Der Testreaktor ITER in Cadarache und der ASDEX Upgrade in Garching nutzen zum Aufbau eines Magnetkäfigs zwei sich überlagernde Magnetfelder, ein ringförmiges, das durch flache äußere Spulen erzeugt wird und das eines im Plasma fließenden Stromes. In dem kombinierten Feld verlaufen die Feldlinien schraubenförmig und bauen die magnetischen Flächen auf, die den zur Führung des Plasmas nötigen Käfig bilden.

Die Induktion des Plasmastromes durch eine Transformatorspule in diesen Fusionsreaktoren vom Typ Tokamak kann bislang nur in Pulsen und nicht kontinuierlich erfolgen.

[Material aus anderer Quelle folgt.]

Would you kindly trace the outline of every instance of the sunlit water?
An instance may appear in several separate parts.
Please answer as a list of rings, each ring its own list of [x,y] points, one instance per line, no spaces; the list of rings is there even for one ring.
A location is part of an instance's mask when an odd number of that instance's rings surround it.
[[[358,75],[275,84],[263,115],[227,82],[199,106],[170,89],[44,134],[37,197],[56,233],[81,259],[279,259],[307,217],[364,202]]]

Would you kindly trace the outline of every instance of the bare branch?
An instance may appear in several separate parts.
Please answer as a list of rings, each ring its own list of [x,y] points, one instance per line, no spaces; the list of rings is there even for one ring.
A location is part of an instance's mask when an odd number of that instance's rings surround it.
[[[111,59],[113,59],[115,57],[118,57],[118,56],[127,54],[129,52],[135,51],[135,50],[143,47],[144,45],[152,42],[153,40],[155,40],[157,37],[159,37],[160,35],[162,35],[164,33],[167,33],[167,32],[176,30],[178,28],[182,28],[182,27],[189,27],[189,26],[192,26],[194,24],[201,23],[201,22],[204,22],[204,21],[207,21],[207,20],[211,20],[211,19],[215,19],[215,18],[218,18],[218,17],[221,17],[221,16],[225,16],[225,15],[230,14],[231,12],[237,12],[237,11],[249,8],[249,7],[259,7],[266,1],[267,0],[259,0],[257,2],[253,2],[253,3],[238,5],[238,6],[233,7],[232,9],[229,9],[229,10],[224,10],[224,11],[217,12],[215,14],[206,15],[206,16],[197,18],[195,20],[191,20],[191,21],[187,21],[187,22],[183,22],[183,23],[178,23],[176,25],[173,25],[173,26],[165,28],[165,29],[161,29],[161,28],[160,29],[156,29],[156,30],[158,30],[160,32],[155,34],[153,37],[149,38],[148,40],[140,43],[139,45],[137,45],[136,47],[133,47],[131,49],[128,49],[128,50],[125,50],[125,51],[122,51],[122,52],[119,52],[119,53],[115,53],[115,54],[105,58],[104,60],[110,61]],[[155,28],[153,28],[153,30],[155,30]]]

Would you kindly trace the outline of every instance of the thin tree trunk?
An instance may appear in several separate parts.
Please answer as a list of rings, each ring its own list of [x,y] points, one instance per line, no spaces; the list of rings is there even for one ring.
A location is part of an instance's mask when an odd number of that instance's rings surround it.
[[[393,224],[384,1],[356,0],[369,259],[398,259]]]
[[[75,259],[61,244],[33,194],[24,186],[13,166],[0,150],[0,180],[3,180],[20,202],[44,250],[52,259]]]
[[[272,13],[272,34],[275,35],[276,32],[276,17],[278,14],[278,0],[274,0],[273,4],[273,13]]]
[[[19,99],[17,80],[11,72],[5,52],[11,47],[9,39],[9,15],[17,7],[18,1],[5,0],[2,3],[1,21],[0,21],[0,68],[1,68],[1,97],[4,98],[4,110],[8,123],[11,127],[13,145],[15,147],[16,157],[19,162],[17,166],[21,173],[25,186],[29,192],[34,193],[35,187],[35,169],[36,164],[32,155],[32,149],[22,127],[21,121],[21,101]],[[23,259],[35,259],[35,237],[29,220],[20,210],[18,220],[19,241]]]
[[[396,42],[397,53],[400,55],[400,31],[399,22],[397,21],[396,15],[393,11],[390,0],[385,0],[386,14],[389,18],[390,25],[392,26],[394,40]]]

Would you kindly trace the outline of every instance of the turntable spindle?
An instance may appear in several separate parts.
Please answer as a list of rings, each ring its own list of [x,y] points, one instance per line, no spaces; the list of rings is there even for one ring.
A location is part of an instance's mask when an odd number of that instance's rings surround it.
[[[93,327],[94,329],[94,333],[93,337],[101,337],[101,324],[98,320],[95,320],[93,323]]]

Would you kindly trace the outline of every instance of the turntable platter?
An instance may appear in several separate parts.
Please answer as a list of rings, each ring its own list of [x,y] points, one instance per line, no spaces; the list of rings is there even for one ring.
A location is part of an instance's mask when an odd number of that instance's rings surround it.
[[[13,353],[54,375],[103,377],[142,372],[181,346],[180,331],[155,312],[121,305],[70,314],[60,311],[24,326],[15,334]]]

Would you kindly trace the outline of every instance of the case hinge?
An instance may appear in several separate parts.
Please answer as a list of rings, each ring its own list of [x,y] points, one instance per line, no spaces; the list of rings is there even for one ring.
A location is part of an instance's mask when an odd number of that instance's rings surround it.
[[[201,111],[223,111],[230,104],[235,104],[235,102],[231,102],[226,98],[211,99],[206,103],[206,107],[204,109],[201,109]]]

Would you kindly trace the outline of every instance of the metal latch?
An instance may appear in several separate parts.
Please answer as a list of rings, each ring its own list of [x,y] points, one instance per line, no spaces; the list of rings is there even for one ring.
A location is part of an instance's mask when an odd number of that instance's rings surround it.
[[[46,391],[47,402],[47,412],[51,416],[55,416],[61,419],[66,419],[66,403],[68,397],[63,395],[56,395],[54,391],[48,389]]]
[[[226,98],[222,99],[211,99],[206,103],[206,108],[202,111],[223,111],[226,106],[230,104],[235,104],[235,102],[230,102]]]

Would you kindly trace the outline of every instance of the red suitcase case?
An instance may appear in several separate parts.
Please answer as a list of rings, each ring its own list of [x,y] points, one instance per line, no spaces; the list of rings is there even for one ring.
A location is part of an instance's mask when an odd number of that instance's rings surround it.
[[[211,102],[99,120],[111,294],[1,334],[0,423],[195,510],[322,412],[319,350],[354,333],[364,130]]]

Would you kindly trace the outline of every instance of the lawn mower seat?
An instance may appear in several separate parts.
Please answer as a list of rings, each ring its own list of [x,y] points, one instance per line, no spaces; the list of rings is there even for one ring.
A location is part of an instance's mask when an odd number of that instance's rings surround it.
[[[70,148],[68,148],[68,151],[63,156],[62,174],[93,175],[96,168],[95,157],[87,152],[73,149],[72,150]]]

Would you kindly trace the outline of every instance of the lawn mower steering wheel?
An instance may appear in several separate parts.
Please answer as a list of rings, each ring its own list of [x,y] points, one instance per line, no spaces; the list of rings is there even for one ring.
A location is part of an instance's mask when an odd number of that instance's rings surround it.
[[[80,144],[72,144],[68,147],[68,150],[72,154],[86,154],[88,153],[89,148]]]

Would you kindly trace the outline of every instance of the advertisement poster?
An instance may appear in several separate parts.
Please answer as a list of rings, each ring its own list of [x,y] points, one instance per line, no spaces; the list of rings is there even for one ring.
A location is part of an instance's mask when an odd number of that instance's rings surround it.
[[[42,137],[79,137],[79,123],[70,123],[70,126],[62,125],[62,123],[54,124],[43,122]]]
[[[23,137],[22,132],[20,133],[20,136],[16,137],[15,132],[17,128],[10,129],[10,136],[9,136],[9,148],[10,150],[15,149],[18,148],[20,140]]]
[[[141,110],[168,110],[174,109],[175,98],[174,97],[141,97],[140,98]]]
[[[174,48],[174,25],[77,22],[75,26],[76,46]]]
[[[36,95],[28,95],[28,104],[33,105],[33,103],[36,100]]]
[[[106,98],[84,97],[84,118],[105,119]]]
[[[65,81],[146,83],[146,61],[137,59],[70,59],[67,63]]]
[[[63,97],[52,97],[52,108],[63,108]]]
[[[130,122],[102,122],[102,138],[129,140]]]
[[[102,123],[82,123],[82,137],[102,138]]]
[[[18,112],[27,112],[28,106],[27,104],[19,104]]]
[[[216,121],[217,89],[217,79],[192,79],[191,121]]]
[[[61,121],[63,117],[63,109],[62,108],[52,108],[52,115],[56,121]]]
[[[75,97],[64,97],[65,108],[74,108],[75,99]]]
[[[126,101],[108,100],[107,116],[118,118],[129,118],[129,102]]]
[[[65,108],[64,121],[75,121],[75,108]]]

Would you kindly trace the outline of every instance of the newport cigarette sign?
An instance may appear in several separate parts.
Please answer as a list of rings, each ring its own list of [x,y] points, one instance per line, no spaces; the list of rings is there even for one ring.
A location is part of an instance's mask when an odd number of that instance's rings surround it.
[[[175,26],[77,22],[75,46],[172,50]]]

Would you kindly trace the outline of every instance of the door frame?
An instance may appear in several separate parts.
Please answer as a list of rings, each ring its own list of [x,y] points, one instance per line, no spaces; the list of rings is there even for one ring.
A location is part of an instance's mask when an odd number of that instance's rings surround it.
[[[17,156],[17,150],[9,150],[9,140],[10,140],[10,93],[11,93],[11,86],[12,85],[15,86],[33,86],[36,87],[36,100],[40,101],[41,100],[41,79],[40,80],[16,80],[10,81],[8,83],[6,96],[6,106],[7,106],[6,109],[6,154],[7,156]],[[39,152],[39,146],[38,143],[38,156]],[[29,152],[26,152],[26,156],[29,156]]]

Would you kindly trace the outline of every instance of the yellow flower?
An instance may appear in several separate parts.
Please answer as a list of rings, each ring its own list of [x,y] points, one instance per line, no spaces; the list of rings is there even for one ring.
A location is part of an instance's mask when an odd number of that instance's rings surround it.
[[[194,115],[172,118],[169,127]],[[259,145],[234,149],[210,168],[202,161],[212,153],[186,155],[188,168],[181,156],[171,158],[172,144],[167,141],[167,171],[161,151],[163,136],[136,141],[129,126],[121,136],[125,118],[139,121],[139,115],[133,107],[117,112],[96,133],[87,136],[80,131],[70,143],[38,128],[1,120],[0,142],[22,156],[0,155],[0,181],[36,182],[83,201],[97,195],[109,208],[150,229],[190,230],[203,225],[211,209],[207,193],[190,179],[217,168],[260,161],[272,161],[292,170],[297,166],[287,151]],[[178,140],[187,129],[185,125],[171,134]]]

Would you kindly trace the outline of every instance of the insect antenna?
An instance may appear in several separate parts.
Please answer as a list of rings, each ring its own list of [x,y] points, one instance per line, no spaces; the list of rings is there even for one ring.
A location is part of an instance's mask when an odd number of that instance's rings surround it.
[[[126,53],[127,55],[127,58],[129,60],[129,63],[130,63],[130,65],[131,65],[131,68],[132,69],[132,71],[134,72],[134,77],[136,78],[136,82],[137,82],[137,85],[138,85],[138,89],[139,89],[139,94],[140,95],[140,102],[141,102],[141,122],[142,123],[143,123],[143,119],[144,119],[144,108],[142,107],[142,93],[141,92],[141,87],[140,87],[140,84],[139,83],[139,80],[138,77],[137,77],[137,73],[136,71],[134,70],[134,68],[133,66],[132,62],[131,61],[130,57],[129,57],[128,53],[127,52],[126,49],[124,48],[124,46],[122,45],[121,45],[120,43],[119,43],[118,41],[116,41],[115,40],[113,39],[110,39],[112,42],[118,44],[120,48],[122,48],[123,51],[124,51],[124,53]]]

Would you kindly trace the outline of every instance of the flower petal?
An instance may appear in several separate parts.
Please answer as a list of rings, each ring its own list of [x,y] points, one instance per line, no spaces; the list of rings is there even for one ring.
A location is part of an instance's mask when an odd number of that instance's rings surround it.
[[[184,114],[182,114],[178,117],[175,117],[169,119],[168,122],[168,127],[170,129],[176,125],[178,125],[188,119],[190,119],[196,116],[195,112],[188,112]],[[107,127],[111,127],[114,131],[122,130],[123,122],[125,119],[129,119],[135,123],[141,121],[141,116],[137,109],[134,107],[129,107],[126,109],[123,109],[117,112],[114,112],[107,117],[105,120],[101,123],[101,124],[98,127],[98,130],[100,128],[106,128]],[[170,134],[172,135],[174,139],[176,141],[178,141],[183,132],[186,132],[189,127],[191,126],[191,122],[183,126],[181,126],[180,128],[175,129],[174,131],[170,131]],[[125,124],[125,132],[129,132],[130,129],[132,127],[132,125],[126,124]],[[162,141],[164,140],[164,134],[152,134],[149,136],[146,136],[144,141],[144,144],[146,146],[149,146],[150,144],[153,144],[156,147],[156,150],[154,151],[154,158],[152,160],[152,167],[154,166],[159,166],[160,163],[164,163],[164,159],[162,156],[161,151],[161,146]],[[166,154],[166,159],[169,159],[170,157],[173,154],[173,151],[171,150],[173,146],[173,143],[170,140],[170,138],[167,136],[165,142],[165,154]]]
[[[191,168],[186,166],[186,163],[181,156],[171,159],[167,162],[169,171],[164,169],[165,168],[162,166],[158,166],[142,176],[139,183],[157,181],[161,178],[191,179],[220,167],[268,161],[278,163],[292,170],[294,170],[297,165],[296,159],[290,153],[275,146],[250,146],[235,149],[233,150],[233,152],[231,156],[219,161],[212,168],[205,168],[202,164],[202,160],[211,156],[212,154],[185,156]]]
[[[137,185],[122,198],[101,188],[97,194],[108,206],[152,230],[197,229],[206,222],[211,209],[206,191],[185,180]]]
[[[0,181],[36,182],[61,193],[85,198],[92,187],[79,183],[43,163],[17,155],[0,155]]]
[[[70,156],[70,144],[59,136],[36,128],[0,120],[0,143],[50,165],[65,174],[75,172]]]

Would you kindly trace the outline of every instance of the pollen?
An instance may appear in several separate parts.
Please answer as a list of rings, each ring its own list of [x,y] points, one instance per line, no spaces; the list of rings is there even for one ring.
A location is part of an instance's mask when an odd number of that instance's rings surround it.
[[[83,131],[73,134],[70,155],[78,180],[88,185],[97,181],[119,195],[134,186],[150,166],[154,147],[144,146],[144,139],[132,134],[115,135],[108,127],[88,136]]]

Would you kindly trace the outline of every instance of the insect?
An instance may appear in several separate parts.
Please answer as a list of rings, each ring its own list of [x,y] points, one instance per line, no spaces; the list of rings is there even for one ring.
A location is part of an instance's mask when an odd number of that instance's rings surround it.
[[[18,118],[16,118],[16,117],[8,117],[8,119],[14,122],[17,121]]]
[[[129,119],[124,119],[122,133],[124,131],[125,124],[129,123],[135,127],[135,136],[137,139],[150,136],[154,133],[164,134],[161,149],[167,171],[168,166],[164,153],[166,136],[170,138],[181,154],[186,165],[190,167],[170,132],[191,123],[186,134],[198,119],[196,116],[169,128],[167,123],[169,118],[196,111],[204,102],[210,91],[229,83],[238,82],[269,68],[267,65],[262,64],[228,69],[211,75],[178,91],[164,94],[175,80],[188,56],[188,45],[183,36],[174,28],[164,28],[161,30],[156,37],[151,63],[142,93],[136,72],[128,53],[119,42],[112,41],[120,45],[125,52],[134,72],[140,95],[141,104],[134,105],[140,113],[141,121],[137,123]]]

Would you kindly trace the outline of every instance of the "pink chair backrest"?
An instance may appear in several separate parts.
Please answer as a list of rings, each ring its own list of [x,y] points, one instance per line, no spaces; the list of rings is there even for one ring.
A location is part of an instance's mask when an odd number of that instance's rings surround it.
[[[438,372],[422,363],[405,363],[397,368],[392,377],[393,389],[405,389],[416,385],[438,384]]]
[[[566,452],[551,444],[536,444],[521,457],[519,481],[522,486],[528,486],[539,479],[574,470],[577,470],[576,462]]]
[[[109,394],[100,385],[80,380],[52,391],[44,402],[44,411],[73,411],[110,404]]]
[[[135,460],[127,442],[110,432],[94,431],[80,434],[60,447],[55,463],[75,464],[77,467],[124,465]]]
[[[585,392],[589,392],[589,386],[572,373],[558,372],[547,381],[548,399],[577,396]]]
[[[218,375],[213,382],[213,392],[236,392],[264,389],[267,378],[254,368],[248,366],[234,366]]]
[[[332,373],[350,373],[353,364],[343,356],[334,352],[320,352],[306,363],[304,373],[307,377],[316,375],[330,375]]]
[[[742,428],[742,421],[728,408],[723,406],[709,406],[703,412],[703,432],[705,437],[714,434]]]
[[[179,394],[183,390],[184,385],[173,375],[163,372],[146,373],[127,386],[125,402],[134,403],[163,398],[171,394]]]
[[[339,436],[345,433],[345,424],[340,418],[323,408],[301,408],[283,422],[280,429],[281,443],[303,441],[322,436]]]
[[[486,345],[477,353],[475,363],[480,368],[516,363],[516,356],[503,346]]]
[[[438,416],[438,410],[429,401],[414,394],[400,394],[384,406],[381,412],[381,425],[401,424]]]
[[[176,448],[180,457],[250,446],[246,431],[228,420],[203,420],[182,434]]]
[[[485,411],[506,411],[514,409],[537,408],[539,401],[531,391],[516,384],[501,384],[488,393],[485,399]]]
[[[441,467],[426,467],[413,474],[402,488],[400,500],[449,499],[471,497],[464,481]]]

Das hat Nachteile, wie Alexander Bock vom Max-Planck-Institut für Plasmaphysik (IPP) in Garching erklärt: »Zum Beispiel könnte die ständig wechselnde Belastung die Lebensdauer des Kraftwerks verkürzen.« Zudem ist der Plasmastrom recht anfällig für allerlei Instabilitäten. Weil die in Greifswald vom IPP betriebene Anlage vom Typ Stellarator, Wendelstein X-7, den Feldaufbau ohne Plasmastrom allein durch die komplexe Form ihrer Spulen erreicht, ist sie »von Hause aus« für den Dauerbetrieb geeignet. 

In seiner Doktorarbeit hat Alexander Bock am IPP Garching mit Erfolg Wege untersucht, die Pulse des ASDEX Upgrades in Garching zu verlängern. Gezielt nahe dem Plasmazentrum eingestrahlte Mikrowellen und Teilchenstrahlen veränderten den Plasmapuls erheblich: Der 800 kA starke Plasmastrom blieb drei Sekunden lang auch ohne Transformator konstant. Teilweise von außen getriebener Strom beeinflusst das Profil des Stroms im Plasma so, dass die Verdrillung der Feldlinien maßgeschneidert verändert werden kann.

Dies verstärkt über komplexe Mechanismen der Teilchenbewegungen den sogenannten Bootstrap-Strom am Plasmarand, den das Plasma bei Druckunterschieden von alleine aufbaut und der bis zu einigen zehn Prozent des Gesamtstroms ausmacht.  Er wird genutzt, um längere Pulse zu erreichen. Die Garchinger Anlage ist, anders als beim ITER vorgesehen, nicht mit supraleitenden Magnetspulen, sondern normalleitenden Kupferspulen ausgestattet.

Hätte sie über solche verfügt, hätte der Plasmastrom ungleich länger ohne Transformator aufrechterhalten werden können, möglicherweise, so hoffen die Forscher, wäre sogar ein Dauerbetrieb möglich. Alexander Bock resümiert: »Die Entladungen zeigen, dass der attraktive Betrieb ohne Transformator in ASDEX Upgrade möglich ist. Es lohnt sich also, die Studien zum Advanced Tokamak fortzusetzen«.